En premier lieu, il faut savoir chasser auprès des petits éditeurs indépendants, le plus souvent dépourvus de collection de poche, chez qui, phénomène nouveau, l'on voit surgir sporadiquement des best-sellers. Dès son arrivée à Folio, au début de 2014, l'ancienne directrice du marketing Anne Assous met la main sur Le Liseur du 6h27, de Jean-Paul Didierlaurent, auréolé d'un très bon buzz à Francfort et publié par la modeste maison gardoise Au diable Vauvert. Le tout sous le regard goguenard de ses petits camarades de l'illustre maison mère, Gallimard. Bilan: 220 000 exemplaires vendus, de quoi forcer le respect des hiérarques des lieux.

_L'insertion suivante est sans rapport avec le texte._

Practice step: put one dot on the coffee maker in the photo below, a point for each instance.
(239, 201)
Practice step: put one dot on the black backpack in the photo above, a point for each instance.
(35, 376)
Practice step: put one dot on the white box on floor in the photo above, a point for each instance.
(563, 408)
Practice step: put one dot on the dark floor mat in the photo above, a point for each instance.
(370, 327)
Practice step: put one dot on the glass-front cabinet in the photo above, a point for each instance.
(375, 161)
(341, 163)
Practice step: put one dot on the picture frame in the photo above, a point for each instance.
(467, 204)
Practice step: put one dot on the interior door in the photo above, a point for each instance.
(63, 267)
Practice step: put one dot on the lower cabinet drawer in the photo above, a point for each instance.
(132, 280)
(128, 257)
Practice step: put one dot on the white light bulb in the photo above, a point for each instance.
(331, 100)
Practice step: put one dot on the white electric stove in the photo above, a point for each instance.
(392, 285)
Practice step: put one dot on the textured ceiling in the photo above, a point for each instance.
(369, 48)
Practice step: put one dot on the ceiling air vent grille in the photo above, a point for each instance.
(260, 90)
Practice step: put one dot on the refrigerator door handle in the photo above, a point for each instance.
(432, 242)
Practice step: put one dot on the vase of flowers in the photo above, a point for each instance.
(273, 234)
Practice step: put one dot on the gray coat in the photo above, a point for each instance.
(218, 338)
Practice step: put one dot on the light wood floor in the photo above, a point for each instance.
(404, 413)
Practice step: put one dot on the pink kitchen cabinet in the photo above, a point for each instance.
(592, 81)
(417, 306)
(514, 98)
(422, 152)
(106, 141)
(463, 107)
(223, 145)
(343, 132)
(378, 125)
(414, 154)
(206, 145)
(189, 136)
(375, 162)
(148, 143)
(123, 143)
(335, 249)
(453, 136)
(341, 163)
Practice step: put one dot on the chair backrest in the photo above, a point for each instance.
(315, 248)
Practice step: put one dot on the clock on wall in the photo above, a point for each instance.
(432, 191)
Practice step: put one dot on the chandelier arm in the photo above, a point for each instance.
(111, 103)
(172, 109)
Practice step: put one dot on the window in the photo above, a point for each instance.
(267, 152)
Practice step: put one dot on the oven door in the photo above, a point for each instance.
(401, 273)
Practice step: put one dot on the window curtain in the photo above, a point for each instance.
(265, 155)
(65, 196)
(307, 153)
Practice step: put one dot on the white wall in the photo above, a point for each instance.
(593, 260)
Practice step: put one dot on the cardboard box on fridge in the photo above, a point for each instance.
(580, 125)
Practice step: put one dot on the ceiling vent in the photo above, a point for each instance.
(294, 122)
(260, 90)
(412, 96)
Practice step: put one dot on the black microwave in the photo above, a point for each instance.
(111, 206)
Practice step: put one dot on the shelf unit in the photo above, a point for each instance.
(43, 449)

Tous les éditeurs de poches sont au taquet, confirme Anna Pavlowitch, ex-directrice de J'ai lu, aujourd'hui chez Flammarion, car tout le monde a peur de passer à côté d'une Anna Gavalda. Anna Gavalda? La poule aux oeufs d'or. Son Je l'aimais (le Dilettante) s'est écoulé chez J'ai lu à plus de 1 million d'exemplaires. Autres belles prises de la maison, Fred Vargas (publiée alors par Viviane Hamy) ou Philippe Torreton, dont le Mémé a cartonné chez l'Iconoclaste et qui sortira en poche en février 2017.
Même réactivité chez Pocket qui s'empare de La Fille du train, de Paula Hawkins (Sonatine), un succès planétaire, et chez Points, qui acquiert tous les titres de Craig Johnson (père de la série des Longmire), publiés par l'indépendant Gallmeister.
Le Livre de poche n'est pas en reste : en 2007, Cécile Boyer-Runge, la directrice de l'époque, s'enflamme pour Elle s'appelait Sarah, de Tatiana de Rosnay, nouvel auteur (encore confidentiel) d'Héloïse d'Ormesson. On connaît la suite : adaptation au cinéma, 450 000 exemplaires vendus... Rebelote en 2013, avec un premier roman au titre impossible, L'extraordinaire voyage du fakir qui était resté coincé dans une armoire Ikea... publié par le Dilettante. Véronique Cardi, qui récupère, à 33 ans, en avril 2014, les rênes du navire amiral d'Hachette, n'a pas non plus les deux pieds dans le même escarpin.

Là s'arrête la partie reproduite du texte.